ROD PAMPLING: It’s been great. Obviously, it’s all been very positive. You sort of don’t want to hear it, but everyone’s saying to you, “wow, you’re 47 and you can still do it”. It is obviously a great achievement to have done that at that age. I used to always hear people saying they never feel as old as they are and I’m right there now. So as I say, the body feels good and I’m looking forward to some challenges in the next few years.
WYZA: Obviously that win frees you up a lot in terms of your options, but mentally, how much confidence does it give you coming off the back of that?
ROD PAMPLING: Tons, it’s the freedom again. It allows you to be a little bit more aggressive at a shot, second shot. You’re just not in protect mode anymore. Obviously, it will change a little bit coming down the stretch because you’ll never want to throw a tournament away with nine holes to go, but I think it will allow me to get into that position a lot more.
WYZA: How do you keep your initial desire to play the game, even when the wins are not coming as often as you’d like?
ROD PAMPLING: You never lose a desire to play the game. As soon as you lose that, it’s too hard. The competition’s too strong. But, I’ve never lost the desire. I know it’s always been in there. I’ve always felt good. So, you just keep working. Obviously there still needs to be a light somewhere there that you can see. I could still see it was there. It was just getting a chance for it to happen and thankfully, we had the chance and we took the opportunity.
WYZA: Rod, we just had Jordan Spieth (American golfer, currently ranked as the World’s 5th best player) in here at 23 years old. Can you remember back when you were 23? Has the game itself changed in those years?
ROD PAMPLING: I guess at 23 I was still in the shop at Bribie Island [Queensland], I think, at that stage. So things have changed a little bit since then. The biggest change is the carry of the driver, the carry they have. I still think I hit it pretty hard, but I just don’t carry it like these guys do, so my direction needs to be a bit better. You take the drive away and the rest of it’s pretty similar. It’s a tough game and you’re going to have these young guys who haven’t got a lot of scar tissue right now and they can just go at everything.
Eventually, they’ll have a little bit of that and there’ll be some kid five years younger than they are that doesn’t have that anymore. It’s just a progress throughout the whole career where you just deal with little things here and there and overcome it and then you just continue on.
As I said, the game is a lot deeper, there’s more depth in players now. Every person in the field can basically win. I think the carry is more, the guys can carry it. That 300 now seems to be a pretty simple number.
WYZA: Obviously you’re in fantastic form. You mentioned you’re not driving as far as the younger guys now, but looking at Vegas, the putter was on fire, how important will that be from now on?
ROD PAMPLING: Yeah, the putter has got to be hot, there’s no question. You can’t win it if you’re not putting good. Thankfully, mine woke up at the right time. Obviously, it still feels good in the hand.

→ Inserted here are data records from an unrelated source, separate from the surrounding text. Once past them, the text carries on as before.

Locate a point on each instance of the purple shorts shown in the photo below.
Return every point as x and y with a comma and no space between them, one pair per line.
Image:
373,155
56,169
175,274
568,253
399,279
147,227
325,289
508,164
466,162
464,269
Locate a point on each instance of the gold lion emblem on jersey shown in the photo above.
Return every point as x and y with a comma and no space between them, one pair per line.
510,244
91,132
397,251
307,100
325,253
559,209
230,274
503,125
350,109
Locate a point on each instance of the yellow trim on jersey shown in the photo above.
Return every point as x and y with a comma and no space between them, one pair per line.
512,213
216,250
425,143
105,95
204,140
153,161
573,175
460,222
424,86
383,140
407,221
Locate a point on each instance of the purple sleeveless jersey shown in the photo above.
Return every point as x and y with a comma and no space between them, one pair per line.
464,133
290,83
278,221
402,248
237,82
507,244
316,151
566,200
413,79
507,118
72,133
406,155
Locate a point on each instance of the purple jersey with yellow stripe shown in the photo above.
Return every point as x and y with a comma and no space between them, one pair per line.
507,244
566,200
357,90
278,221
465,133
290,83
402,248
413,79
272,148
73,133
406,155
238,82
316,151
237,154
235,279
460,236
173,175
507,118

WYZA: Rod, you’re one of the elder statesmen of Australian golf. What do you see with the younger players here in Australia and if there is anything you could tell them with their ambitions to the US, what would you be telling them?

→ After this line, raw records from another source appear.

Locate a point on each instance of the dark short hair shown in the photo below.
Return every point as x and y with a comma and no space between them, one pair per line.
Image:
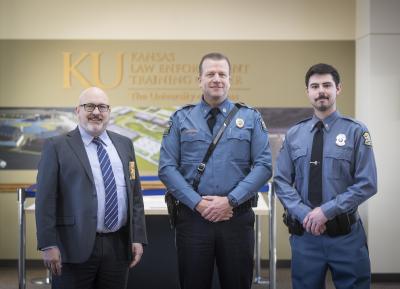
213,56
322,68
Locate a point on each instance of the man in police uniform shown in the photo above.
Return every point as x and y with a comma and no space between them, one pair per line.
215,223
322,193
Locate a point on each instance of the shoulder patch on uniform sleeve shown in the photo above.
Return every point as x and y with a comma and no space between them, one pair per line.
263,125
367,139
242,104
168,128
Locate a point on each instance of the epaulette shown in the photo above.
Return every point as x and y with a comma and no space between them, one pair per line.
242,104
350,119
303,120
186,106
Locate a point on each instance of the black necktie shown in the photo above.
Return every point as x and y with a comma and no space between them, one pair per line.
315,178
213,118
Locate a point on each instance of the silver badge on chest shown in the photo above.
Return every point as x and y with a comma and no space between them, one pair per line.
239,122
341,139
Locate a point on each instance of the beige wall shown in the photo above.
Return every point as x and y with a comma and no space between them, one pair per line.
378,105
186,20
178,19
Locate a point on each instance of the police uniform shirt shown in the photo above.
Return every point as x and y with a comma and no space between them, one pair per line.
348,168
239,166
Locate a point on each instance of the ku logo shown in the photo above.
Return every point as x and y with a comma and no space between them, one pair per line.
90,63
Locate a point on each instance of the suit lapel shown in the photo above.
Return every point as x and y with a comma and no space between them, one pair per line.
74,140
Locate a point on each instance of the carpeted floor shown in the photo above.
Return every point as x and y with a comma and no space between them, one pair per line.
9,280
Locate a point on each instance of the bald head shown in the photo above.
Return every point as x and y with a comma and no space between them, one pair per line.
91,119
93,95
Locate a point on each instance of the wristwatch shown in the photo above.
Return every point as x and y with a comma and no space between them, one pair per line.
232,201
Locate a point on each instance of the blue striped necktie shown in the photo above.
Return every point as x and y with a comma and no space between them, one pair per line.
111,201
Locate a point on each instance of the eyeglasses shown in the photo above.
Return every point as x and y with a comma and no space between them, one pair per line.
90,107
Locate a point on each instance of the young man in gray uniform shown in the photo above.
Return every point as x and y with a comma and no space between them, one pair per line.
215,222
325,170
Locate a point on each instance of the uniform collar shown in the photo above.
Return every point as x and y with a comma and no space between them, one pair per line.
224,107
87,138
328,121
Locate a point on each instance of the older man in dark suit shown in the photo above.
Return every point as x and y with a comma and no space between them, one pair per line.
89,206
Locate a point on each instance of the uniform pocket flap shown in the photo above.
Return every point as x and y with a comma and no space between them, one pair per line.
241,135
340,154
189,137
65,220
299,152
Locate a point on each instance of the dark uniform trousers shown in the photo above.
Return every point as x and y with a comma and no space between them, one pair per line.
106,268
228,244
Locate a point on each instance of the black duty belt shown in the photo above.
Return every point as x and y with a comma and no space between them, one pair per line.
243,207
338,226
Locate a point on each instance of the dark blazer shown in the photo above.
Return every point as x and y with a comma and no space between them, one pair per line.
66,199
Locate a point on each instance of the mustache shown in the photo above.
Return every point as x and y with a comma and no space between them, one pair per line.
322,97
95,117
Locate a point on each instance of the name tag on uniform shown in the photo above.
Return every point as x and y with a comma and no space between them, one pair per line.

ROD PAMPLING: Obviously, there’s a lot of good talent here right now. There’s a lot of very good swingers of the golf club. I think the best thing is they’ve just got to learn to play golf. It’s still golf. It doesn’t matter how hard and high and handsome, whatever you want to call it, they hit it, you’ve still got to play golf.

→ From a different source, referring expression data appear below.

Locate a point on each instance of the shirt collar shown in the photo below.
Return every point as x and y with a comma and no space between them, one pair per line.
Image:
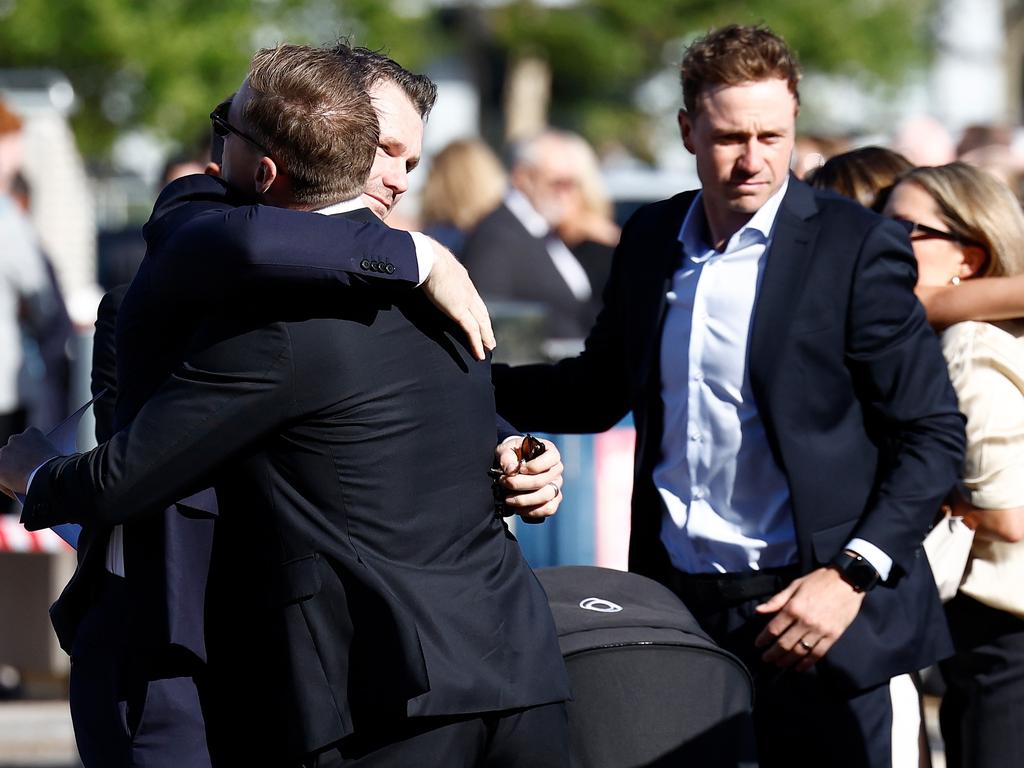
534,222
695,238
343,207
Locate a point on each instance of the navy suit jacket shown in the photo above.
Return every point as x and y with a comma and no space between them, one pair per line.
848,378
207,248
359,570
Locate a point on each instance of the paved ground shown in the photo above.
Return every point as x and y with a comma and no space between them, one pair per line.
37,734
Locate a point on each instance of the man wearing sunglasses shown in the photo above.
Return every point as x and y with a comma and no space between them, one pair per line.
261,163
796,426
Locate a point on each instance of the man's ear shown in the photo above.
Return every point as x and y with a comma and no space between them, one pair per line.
686,130
975,261
266,174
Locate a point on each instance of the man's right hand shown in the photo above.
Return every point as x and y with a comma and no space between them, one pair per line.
450,288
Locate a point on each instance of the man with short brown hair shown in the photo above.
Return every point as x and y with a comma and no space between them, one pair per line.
796,426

As I said, there’s a lot of good talent out here and obviously, some of them have picked up that pretty quickly, but yeah, with the US, there’s no need to be scared, it’s guys just playing golf. Still at the end of the day, that’s all it is, so, basically, you’ve got to perform at the time. It doesn’t matter where you are, you’ve just got to back yourself and go over there and give it a good shot.